Chapter VII

Contains spoilers

Overview

Hector, Renata, and Sabine ravage Spain, escalating their predation by targeting churches. Hector impersonates a priest to lure a full congregation, and the trio massacre the parishioners in a frenzy. Sabine reflects on the binding promise that keeps her with them and on the bottomless nature of her hunger. As they leave, a critical detail is missed: one body is unaccounted for.

Summary

Over the next year, Hector, Renata, and Sabine sweep across Spain, leaving depopulated villages behind. They disguise themselves as plague doctors in spring and as Inquisition members in summer, using fear and authority to move unchallenged. By fall, Hector becomes fixated on churches and clergy as prey, a reckless shift that worries Sabine, who notes a manic edge to Hector’s temper, while Renata dismisses it as a passing storm.

They enter a chapel at night, careful to avoid the consecrated graveyard soil, which Renata warns is dangerous because "Death calls to death." Inside, Hector topples a candelabra to draw out the priest. When the priest appears, Hector insists on confession, enters the confessional, kills the priest, and dons the priest’s vestments, despite Sabine’s disapproval.

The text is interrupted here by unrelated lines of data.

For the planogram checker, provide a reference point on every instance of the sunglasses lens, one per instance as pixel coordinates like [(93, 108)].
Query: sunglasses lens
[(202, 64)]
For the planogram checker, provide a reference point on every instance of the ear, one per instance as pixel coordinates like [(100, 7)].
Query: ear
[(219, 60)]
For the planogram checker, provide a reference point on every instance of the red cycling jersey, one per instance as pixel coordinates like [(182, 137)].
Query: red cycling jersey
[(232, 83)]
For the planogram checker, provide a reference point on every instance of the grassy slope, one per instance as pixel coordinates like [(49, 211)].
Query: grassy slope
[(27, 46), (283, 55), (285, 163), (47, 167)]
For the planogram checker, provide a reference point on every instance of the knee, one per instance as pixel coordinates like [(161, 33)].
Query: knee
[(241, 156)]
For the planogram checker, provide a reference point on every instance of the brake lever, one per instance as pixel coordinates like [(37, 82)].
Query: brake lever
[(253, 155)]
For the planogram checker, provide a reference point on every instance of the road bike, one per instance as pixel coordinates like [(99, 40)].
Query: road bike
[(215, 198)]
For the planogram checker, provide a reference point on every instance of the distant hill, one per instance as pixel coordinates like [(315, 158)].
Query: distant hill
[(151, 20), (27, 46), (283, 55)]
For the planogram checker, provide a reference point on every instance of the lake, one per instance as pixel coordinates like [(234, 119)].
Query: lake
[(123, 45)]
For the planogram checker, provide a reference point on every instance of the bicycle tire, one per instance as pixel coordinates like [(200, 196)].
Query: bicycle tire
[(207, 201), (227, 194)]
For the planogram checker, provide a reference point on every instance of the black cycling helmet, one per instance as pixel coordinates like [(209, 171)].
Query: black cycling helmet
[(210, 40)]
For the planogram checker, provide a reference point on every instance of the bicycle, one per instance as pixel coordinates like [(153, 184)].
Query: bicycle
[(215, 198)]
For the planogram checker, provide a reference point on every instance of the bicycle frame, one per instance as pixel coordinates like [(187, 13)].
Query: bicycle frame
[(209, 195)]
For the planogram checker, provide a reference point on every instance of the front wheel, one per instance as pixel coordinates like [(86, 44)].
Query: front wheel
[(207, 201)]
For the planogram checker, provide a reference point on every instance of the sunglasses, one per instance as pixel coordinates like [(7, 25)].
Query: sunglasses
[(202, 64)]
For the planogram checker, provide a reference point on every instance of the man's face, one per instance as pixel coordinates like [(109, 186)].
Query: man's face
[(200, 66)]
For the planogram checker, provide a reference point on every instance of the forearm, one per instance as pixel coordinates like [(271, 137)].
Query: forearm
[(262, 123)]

The following evening, parishioners gather for service. Sabine counts twenty-four people as they arrive. Renata bolts the doors, and Hector, in priestly robes, begins a Latin prayer, delighting in the audience. Confusion among the congregation turns to panic as they realize Hector is an imposter, but by then the trio has already set the slaughter in motion.

A brutal massacre follows. The congregation stampedes and screams, and the three predators attack like wolves. Sabine is overtaken by a feral hunger, drinking deeply and continuously without finding fullness; each victim only widens her craving. She experiences the blood’s flavor tinged with sacramental wine and sinks into a euphoric aftermath.

When the violence ends, silence fills the church. Hector sits at the altar steps, his robes soaked red; Renata sits beside him; Sabine rests with her head in Renata’s lap, savoring the lull. Aware that the bodies are cooling and time is short, they depart, satisfied and careless.

Before the massacre, Sabine had counted twenty-four parishioners; however, in their intoxicated exit, they fail to count the bodies. Unnoticed by them, only twenty-three corpses remain, implying a survivor or missing body.

Threaded through the events, Sabine recognizes that her promise to Renata not to leave functions like a compulsion that clouds her thoughts, masking the constraint as desire and preventing her from contemplating escape.

Who Appears

  • Sabine
    narrator/protagonist; increasingly disturbed by Hector’s recklessness; experiences compulsion from her binding promise to Renata; participates in the church massacre and fails to notice a missing body.
  • Hector
    Sabine’s maker and leader; displays manic zeal; kills the priest, impersonates him, and orchestrates the slaughter of the congregation.
  • Renata
    Sabine’s lover and Hector’s creation; minimizes concerns about Hector, locks the church doors, and joins the massacre; her binding promise holds Sabine.
  • The priest
    local clergyman; lured into the confessional and killed by Hector.
  • Parishioners
    congregation of twenty-four; trapped and massacred, with one body unaccounted for afterward.